ISLAMABAD: The non-payment of salaries to hard-pressed Lady Health Workers (LHW) is affecting their bread and butter.
Almost four months have passed since they received their salaries. “Life has become really difficult. Even shopkeepers have stopped lending us things on credit,” said one Lady Health Worker, who wished to remain anonymous.
A majority of the LHWs are the sole breadearners of their families; some are widows while others have handicapped husbands. With delays in salaries, their daily family lives are badly affected having no other source of income.
“The condition is such that we do not even have money to buy a packet of salt or a match box,” the woman said. Her relatives have also stopped lending her money.
Since May 2010, they have also not been given petrol and car repair allowances due to which they are finding it hard to commute to far-flung areas to perform their duties.
“We had been bearing petrol expenses from our own pocket; now the situation has worsened and we cannot further afford it anymore,” another LHW said.
The cars provided to them for work purposes are standing in Basic Health Units much like decoration pieces as the staff is using other cheap modes of transport.
“Being females, it has become hard for us to travel in the local transport or request our male colleagues to give us lifts on motor bikes,” she added.
When the LHWs tried to approach higher-ups in the health department, they were told their requests could not be entertained due to shortage of funds.
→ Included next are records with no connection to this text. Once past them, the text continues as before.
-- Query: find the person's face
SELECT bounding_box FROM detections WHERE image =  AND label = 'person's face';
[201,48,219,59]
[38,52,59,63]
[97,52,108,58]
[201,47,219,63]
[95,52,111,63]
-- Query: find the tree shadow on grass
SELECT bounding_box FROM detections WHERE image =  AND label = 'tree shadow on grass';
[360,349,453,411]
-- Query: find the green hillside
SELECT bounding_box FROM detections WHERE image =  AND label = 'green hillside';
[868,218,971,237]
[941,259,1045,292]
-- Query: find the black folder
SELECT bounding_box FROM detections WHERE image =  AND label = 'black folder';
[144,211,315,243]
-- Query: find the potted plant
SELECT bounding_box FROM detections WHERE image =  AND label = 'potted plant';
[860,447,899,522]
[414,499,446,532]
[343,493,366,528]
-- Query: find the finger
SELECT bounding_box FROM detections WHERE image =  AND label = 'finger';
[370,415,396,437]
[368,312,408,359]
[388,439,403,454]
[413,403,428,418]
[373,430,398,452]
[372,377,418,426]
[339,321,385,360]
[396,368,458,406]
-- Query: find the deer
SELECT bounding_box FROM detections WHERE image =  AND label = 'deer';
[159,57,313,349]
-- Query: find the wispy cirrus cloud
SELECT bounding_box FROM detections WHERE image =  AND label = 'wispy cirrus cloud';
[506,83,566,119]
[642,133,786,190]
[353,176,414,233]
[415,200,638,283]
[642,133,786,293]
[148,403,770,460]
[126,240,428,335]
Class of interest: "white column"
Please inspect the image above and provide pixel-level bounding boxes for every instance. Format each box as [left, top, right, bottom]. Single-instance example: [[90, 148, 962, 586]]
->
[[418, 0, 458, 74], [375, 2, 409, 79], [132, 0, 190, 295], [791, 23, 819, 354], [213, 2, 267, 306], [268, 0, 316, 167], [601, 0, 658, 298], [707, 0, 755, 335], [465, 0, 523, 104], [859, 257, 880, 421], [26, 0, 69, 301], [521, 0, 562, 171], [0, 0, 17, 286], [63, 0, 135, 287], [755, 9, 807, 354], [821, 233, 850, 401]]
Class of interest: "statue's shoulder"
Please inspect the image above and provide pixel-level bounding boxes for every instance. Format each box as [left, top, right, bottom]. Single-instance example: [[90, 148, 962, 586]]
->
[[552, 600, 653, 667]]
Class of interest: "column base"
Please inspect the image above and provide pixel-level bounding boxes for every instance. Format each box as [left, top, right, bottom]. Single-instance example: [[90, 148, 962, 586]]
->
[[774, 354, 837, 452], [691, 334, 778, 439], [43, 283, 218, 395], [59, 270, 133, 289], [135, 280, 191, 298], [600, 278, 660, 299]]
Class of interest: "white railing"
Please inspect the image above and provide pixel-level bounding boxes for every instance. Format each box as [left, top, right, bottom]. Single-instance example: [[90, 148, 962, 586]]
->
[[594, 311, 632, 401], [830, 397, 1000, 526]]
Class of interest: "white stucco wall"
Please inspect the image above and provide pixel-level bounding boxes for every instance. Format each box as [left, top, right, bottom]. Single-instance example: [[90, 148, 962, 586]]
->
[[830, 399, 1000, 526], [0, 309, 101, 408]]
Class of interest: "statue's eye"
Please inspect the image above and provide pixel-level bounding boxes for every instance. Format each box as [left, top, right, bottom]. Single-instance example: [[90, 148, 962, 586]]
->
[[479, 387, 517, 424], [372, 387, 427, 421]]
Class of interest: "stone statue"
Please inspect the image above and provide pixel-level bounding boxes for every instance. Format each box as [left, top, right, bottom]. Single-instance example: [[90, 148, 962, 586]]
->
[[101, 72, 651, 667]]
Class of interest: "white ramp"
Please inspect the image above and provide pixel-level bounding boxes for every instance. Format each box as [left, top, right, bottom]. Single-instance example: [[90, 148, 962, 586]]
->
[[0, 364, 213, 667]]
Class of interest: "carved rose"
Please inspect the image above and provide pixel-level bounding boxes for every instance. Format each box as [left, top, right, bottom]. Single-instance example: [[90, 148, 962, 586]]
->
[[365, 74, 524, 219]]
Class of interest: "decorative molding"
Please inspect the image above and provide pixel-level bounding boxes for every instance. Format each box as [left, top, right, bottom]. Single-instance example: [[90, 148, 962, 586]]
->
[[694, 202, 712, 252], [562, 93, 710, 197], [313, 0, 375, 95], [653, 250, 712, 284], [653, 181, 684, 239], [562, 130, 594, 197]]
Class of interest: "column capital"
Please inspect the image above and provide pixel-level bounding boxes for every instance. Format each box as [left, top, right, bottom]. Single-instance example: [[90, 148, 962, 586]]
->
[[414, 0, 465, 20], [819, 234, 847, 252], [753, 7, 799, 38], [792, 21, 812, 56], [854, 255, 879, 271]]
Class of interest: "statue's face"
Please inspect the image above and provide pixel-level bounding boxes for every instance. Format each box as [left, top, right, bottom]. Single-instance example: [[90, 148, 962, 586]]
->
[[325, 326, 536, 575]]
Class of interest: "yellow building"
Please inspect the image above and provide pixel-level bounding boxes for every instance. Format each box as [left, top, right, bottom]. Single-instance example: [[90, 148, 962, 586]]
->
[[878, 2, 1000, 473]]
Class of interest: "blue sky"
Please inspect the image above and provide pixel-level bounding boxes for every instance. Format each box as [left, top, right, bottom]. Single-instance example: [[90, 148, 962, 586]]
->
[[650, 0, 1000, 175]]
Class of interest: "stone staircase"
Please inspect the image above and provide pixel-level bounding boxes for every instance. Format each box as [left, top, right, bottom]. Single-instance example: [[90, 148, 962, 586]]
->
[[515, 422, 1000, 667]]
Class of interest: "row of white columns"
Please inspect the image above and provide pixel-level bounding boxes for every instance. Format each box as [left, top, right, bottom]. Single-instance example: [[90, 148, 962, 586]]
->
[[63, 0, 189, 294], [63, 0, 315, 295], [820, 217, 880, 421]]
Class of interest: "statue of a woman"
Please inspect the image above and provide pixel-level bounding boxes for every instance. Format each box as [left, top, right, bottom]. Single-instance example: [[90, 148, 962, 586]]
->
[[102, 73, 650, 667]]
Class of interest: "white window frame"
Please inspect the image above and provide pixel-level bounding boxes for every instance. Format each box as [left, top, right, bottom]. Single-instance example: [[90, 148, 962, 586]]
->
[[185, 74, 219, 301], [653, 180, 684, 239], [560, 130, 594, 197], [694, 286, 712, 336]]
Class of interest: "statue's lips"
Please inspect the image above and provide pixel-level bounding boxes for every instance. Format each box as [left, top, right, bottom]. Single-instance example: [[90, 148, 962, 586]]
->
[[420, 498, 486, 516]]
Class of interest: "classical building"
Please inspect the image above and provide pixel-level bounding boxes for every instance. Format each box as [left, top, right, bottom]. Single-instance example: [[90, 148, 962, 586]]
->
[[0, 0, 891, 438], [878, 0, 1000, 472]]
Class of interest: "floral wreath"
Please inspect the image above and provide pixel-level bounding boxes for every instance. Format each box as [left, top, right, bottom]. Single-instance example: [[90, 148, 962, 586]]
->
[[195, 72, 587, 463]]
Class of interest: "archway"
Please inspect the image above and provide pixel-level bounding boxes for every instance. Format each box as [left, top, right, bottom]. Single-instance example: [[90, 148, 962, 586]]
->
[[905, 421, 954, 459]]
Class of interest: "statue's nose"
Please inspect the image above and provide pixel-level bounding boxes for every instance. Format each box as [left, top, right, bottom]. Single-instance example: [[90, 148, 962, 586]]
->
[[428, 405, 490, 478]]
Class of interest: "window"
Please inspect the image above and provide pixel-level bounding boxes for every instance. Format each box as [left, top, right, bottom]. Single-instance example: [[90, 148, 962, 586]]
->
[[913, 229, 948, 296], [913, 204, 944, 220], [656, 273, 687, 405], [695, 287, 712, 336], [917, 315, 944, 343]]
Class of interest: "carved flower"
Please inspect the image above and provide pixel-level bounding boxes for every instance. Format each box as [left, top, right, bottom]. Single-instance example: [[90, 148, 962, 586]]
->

“We even told them that if we do not get our salaries this month we will resign from our posts. They responded that it would not affect them as there are many women in the country who are looking for jobs.”
The national head of the Lady Health Workers Programme Dr Iqbal Lehri said it was not for the first time that there was a delay in the release of salaries of the LHWs.
The LHW programme is funded under the Public Sector Development Program (PSDP) under which the salaries are released on a quarterly basis,” he added.
“However, it takes time to divide them according to the provinces and distribute them among the LHWs,” he said.
He said the workers would get their salaries within five to six days.
The LHWs agreed there were delays in the past but this time the period had stretched to four months. They also expressed concern over getting only a month’s salary of Rs7,000 after a two or three month delay.
Published in The Express Tribune, January 18th, 2011.